Grief is so powerful. It’s such a force that crashes on our shore even when we do not consciously think on that which we are mourning. The world moves at its same pace, and we are spun into a different orbit with sorrow in our hearts as we grieve.
Ten years ago the week of Thanksgiving my family’s world flipped upside down. My Daddy had come to some terrible and terrifying days with his Parkinson’s disease. We had to rush to the emergency room in Knoxville and felt helpless and directionless. Three days later we got the news that he was dying. He would never leave Baptist hospital again. We were there for 2 weeks with him as we saw him slip away, and then, it was done. He died early in the morning December 6, 2005.
I was a different person after that–a transition from 30 year old girl to 30 year old woman.

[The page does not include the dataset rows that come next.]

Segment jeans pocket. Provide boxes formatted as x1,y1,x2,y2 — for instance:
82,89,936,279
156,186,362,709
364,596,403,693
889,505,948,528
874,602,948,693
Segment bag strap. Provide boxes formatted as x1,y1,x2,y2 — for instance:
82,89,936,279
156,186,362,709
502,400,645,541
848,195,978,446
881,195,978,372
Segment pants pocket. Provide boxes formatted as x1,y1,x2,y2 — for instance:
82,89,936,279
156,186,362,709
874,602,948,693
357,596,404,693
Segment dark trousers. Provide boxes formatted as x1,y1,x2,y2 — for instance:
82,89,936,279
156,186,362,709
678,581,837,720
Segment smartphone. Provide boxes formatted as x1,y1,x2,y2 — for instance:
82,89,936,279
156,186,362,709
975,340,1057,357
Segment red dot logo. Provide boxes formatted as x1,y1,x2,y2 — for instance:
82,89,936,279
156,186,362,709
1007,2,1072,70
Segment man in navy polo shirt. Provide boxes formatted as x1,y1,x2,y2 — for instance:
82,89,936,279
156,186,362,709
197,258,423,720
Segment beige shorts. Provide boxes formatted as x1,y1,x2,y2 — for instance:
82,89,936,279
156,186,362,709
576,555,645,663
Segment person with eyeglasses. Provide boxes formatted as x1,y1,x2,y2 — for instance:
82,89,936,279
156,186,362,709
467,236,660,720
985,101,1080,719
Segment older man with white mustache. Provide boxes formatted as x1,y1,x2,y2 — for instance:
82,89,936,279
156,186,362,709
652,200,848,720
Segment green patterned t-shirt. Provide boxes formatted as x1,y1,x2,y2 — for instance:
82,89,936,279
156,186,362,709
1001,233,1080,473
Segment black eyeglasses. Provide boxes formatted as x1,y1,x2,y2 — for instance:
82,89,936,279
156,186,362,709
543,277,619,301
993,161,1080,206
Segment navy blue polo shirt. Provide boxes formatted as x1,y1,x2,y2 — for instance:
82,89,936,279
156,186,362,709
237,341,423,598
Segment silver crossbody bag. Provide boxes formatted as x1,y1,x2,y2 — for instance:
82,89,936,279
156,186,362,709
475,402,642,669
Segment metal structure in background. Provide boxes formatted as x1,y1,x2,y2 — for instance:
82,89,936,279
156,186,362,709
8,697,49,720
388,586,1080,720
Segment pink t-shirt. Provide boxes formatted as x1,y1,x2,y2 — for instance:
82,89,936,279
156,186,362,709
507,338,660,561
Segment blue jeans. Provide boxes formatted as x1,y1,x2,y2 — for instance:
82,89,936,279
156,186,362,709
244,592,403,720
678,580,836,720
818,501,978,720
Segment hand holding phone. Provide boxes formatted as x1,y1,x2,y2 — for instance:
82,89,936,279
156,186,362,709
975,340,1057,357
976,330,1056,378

There’s something about this decade mark of him being gone that calls to a deeper grief in my soul. There’s a heaviness to this season that reminds me of the heaviness when he went to be with Jesus. I think about the things he has missed experiencing–especially my children. How he would get a kick out of them. How he would horse laugh and think they were crazy boys. How his tender heart would ache for challenges they are facing. And, Oh the joy Jack and Luke would have knowing “Pops!” I cannot adequately describe him to them. I cannot get them to see the depth of his importance, his legacy.
What a legacy he left. What a gift he was. What a Daddy. The longer I live, the more clearly I see that, and I would like to hug him and tell him that one more time. I have peace knowing where He is and the joy he is experiencing, but the grief is still there.
As a celebration of Herbert and a way to turn that grief into gratitude, I want people to share what he meant to them. It may even be a story that no one has ever heard. I want grief to be turned to gratitude and praise to God!